I've been wanting to read this since I saw it reviewed on another blog (and I've been tearing up the internets trying to find which blog so I can link to it, and it eludes me). I was also gently chastised by my aunt for not liking Tey's Daughter of Time. So I finally got my hands on The Man in the Queue and read it.
It wasn't bad. The prose is often lovely and the plot is mostly good. But the pace is much, much slower than I like, mostly because Tey stops everything to describe surroundings for paragraphs on end, and only stops descriptions to let her characters natter on for sometimes pages about events, repeating herself and repeating herself.
Inspector Grant of the CID is assigned a strange case. A man was standing in line for a popular play where the crowd was shoving along for standing-room-only seats, and when the woman in front of him moved away, he slumped down--dead, with a dagger stuck deep in his back. No one saw the murder happen, no one remembers much about the people who came and went during the long wait. Grant has to follow up the slimmest of clues to get to the truth.

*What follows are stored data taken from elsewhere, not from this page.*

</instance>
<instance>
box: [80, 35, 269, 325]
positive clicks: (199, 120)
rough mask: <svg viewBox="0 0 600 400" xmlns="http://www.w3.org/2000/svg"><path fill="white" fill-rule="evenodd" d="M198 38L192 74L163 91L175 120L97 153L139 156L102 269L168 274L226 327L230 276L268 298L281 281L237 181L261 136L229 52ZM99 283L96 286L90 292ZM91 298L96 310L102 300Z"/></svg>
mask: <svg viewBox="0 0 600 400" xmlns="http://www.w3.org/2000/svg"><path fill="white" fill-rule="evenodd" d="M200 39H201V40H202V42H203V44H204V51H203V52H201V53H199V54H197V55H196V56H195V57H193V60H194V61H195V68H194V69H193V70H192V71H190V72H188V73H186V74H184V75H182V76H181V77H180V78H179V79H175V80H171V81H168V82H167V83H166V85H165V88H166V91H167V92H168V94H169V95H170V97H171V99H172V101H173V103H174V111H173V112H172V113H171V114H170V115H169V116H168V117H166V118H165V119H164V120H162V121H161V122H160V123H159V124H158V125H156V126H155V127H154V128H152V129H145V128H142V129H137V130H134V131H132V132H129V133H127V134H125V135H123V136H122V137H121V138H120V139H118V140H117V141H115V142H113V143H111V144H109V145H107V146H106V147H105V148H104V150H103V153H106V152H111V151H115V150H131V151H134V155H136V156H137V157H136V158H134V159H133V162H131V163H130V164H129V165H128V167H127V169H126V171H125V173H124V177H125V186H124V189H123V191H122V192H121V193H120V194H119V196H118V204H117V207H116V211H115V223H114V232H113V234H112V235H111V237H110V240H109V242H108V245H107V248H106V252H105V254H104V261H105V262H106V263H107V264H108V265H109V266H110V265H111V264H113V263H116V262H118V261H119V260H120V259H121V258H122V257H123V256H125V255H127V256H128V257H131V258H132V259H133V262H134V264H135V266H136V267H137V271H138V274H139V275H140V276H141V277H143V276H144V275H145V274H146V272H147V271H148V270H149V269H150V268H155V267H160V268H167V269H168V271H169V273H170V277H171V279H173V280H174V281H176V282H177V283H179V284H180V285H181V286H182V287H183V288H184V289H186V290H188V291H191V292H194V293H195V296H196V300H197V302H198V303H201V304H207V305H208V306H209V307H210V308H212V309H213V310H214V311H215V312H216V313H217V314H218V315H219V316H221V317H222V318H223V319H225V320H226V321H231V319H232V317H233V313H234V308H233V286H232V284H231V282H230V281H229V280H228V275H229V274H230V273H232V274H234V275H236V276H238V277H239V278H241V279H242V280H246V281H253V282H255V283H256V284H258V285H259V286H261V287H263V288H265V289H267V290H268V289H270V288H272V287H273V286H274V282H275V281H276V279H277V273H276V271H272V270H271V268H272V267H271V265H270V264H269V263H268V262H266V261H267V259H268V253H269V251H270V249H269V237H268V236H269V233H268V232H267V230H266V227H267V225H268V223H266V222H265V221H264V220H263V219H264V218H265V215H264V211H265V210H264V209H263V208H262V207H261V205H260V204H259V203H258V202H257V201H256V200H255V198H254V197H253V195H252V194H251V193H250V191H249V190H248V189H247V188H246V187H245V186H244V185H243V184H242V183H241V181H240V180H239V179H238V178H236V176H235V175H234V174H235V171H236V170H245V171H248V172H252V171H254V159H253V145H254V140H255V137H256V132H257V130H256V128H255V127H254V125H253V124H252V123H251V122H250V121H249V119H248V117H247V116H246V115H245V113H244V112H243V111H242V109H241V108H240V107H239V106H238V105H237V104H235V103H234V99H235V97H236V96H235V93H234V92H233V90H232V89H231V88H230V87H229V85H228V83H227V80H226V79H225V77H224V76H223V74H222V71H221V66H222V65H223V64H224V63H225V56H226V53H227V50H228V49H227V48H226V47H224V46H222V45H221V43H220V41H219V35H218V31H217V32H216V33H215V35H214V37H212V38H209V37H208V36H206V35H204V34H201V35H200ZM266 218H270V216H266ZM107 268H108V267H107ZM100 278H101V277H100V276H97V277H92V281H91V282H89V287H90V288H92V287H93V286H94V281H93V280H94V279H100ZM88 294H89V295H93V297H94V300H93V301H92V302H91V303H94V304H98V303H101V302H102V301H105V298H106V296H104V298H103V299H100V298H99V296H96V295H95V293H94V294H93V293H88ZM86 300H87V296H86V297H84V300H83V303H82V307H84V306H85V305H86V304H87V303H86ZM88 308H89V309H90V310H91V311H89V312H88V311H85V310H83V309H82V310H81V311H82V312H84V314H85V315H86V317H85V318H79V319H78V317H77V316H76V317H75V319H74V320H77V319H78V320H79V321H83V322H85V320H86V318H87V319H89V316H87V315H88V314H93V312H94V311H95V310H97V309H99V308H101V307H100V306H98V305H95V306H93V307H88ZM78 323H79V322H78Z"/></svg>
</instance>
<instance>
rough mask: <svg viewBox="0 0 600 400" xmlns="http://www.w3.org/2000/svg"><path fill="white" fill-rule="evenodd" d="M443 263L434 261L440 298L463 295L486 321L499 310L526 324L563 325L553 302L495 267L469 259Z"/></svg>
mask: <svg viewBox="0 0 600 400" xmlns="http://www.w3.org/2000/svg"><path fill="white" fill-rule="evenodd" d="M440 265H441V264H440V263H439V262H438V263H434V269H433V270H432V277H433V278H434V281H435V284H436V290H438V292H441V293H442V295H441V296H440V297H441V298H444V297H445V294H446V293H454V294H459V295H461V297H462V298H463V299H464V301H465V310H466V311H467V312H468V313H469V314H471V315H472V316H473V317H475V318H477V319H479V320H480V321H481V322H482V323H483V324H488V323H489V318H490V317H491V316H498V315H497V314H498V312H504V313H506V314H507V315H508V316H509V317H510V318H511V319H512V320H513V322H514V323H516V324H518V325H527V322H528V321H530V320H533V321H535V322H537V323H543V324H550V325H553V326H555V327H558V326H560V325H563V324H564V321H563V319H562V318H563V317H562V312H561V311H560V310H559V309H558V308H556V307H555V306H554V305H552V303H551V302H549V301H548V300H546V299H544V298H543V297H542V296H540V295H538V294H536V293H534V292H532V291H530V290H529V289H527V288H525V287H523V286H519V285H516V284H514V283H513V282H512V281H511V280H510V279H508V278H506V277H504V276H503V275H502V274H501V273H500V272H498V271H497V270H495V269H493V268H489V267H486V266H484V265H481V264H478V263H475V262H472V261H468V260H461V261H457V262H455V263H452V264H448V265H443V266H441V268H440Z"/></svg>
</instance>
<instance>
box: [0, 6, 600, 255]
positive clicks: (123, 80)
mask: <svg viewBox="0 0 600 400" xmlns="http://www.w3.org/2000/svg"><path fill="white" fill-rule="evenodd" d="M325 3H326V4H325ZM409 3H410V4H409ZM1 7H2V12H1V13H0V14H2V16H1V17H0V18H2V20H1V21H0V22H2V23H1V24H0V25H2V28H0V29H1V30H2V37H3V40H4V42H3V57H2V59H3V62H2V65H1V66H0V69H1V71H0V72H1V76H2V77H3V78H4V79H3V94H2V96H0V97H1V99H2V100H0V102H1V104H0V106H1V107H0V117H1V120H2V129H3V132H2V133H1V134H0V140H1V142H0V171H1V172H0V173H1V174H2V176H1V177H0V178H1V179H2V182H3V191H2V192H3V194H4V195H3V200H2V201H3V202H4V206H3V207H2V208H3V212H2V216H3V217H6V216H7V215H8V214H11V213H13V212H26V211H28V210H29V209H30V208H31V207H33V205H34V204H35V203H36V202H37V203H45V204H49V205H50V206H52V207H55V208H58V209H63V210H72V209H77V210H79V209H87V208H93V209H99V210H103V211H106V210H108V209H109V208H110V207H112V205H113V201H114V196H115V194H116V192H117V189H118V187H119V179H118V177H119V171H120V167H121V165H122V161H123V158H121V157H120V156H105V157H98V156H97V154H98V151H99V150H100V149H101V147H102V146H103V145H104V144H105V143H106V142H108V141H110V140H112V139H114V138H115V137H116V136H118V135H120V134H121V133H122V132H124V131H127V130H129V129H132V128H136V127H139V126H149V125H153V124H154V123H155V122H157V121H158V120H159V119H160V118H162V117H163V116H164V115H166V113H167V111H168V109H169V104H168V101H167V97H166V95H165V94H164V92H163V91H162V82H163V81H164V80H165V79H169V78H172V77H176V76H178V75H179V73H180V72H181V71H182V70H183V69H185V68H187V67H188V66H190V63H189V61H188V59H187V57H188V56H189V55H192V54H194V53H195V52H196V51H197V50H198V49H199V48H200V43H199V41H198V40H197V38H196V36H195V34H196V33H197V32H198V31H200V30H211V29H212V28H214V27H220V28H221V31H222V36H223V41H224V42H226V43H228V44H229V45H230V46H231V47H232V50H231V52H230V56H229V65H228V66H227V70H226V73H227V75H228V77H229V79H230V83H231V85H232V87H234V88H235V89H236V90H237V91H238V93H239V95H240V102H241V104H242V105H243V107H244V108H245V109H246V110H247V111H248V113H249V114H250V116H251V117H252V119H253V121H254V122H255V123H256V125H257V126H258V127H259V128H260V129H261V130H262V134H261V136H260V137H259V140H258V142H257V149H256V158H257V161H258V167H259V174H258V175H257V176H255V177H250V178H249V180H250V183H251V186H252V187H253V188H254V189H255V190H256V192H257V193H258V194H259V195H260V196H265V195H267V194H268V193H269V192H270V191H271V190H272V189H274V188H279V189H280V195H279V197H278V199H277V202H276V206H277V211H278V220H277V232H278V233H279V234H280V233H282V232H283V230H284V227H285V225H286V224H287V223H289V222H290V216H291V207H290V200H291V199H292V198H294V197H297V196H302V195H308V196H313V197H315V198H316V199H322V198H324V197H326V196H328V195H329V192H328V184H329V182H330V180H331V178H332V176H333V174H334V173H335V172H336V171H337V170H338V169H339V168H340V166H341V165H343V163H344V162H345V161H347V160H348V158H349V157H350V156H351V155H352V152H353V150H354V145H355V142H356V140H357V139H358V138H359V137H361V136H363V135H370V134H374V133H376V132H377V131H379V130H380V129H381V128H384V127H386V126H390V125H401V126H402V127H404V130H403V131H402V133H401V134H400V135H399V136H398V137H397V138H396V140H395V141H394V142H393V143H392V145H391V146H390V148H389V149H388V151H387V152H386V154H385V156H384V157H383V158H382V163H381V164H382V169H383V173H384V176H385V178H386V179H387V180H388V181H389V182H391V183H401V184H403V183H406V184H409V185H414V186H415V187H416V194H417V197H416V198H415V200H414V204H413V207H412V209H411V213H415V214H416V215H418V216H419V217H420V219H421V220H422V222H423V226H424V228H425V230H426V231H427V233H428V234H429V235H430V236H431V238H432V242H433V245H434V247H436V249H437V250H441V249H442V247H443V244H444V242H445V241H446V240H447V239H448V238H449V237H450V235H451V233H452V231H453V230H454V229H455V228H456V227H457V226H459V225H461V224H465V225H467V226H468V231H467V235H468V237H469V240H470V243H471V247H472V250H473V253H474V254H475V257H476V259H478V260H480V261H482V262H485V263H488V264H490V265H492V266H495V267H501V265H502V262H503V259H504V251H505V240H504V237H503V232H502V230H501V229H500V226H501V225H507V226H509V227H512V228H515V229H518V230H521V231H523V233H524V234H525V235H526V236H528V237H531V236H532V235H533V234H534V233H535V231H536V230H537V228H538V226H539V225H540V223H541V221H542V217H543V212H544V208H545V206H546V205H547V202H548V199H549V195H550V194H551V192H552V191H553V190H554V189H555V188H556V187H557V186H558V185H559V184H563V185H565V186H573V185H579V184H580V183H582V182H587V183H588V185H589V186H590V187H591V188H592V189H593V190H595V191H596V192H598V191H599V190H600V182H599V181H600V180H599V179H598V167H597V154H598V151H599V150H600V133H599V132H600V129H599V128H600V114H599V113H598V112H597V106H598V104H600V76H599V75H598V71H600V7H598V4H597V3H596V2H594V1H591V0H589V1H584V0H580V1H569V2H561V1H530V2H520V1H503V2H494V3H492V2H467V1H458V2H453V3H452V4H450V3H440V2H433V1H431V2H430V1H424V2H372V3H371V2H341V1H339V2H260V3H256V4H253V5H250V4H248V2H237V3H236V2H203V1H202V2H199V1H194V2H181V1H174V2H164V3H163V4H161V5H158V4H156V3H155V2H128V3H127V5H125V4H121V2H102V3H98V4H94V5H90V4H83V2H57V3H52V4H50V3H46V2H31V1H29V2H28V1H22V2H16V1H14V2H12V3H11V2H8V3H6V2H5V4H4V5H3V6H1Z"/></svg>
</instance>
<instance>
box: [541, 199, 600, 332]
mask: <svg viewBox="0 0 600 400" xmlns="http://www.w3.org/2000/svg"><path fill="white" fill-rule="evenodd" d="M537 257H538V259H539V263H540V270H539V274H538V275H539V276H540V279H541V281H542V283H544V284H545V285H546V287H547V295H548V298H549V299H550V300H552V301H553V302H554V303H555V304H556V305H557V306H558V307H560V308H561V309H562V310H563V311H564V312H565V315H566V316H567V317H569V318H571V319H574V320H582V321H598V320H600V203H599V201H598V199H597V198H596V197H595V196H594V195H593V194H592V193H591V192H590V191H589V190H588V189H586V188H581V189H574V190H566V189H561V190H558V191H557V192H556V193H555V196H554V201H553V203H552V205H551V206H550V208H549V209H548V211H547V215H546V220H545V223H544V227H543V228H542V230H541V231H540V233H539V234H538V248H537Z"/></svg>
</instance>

I did like the plot, as I said, but the ending was a let-down. Grant doesn't figure it out at all; the murderer comes in to confess out of the blue, astonishing him. Not a good way to make your sleuth seem intelligent.
The book was first published in 1929 and does have lots of fascinating details of Britain back then. I enjoyed it for that, but I can't say I'm much of a Josephine Tey fan. Her novels fall somewhere between the lively fun of Georgette Heyer and the true literary genius of Dorothy Sayers, and come across (to me) as kind of stodgy.